Social conservatives and the Christian right are taking on the rhetoric of the tea party activists, who form the main opposition to President Obama’s healthcare reform initiative and stimulus spending.
The Los Angeles Times (March 11) reports that social conservatives are exploring the “morality of debt and the risks to religious freedom posed by growing government. Like the tea party activists, they reverently invoke the Founding Fathers, but emphasize the role the founders’ faith played in their writings.” The mainstream of today’s conservative movement as expressed in the tea parties and last month’s Conservative Political Action Conferences stressed economic issues far more than moral-religious ones.

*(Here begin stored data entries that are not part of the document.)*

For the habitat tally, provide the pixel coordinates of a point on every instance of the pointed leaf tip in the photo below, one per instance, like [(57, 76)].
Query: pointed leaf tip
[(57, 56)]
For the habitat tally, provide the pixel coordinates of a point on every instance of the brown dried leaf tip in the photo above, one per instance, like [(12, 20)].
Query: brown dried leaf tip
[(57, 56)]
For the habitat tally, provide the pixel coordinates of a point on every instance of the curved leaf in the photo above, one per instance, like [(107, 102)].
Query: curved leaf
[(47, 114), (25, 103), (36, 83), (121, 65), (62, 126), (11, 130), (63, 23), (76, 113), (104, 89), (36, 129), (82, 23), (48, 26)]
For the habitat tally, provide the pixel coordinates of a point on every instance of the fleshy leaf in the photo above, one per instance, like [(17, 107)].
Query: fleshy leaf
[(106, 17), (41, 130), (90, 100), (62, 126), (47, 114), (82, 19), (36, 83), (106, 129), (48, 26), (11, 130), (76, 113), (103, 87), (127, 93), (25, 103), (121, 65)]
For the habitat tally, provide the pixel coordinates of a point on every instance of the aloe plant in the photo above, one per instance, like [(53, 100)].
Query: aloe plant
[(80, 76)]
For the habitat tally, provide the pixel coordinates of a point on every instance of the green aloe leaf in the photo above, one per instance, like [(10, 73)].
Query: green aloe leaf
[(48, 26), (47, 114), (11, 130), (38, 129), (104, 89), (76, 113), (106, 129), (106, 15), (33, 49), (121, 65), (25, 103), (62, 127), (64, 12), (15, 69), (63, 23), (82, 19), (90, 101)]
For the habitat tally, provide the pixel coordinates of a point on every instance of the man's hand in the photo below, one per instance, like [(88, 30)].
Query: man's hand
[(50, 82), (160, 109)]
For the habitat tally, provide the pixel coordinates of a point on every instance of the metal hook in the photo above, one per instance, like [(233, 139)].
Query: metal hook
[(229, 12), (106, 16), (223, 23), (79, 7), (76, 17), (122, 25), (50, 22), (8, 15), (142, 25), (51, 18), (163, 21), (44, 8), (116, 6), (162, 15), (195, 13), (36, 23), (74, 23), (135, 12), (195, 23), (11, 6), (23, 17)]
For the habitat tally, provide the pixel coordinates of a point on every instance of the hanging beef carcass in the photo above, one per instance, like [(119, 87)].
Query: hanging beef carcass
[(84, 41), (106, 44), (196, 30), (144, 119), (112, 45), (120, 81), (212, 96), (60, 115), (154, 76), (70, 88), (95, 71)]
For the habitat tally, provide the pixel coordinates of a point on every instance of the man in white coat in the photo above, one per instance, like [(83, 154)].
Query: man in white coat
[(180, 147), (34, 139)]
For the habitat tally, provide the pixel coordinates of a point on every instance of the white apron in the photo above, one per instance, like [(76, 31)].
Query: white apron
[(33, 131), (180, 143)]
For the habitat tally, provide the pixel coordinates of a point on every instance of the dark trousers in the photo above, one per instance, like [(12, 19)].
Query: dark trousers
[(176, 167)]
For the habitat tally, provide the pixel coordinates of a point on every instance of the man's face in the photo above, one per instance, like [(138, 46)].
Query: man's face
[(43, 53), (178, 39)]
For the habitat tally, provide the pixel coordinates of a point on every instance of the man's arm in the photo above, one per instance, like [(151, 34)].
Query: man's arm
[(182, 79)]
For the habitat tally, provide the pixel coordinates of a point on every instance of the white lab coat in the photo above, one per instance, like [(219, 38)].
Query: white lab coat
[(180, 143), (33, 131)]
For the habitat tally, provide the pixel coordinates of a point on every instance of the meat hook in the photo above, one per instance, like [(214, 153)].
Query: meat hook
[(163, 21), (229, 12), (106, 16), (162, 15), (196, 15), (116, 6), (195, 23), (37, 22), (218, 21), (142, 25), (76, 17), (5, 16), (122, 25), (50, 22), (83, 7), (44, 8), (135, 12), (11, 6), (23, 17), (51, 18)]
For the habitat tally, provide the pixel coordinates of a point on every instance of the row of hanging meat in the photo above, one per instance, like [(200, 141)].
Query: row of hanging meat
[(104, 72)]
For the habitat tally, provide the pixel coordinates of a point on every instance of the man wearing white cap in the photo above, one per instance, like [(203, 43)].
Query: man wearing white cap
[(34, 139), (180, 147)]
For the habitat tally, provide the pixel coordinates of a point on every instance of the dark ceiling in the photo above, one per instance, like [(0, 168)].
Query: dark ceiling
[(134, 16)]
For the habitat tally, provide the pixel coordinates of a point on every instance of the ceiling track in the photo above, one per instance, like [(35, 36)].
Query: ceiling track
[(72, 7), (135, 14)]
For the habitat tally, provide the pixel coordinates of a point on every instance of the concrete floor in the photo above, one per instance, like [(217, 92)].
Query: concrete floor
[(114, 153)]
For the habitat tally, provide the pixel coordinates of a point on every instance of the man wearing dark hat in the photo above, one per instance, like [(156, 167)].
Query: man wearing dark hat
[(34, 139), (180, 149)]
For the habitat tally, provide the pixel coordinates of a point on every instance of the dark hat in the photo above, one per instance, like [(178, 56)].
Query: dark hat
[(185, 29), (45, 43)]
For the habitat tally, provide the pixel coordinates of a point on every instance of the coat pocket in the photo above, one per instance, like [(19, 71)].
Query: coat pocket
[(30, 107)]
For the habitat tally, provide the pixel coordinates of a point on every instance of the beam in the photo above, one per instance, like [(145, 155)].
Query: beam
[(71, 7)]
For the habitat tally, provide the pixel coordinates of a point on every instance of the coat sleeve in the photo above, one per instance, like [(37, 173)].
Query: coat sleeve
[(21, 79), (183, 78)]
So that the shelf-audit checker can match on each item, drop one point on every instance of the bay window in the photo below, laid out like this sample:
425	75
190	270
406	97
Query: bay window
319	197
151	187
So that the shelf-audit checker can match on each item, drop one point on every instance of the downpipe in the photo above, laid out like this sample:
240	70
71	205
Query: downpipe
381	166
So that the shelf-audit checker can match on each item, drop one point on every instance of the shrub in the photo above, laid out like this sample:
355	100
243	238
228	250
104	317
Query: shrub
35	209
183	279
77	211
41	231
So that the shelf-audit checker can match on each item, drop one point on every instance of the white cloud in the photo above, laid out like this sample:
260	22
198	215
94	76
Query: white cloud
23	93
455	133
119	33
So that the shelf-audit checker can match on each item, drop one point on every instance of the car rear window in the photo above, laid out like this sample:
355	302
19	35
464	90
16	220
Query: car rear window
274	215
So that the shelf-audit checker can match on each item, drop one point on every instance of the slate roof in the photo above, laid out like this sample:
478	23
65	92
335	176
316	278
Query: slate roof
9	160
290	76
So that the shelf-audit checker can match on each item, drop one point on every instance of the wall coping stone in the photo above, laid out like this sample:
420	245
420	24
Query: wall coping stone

But new groups started in the last year have sought to build new bridges between fiscal conservatives and social conservatives. Newt Gingrich co-founded Renewing American Leadership, which states “that the strength of American capitalism and government lies in their Judeo-Christian roots,” writes Kathleen Hennessey. Ralph Reed, former head of the Christian Coalition, recently founded the Faith and Freedom Coalition, which aims to boost voter turnout among evangelicals and was already active in New Jersey and Virginia Republican victories in elections for governor last November. Lee Edwards of the Heritage Foundation said that the greater willingness of the new generation of the Christian right to compromise and work together with differing groups can be seen in their embrace of the tea parties, although both sides have reservations.
Social conservatives say they will support the tea parties as long as activists don’t start advocating for abortion and against traditional marriage. Some tea party leaders, meanwhile, fear that social issues, apart from those concerning the economy, will only distract conservative activists.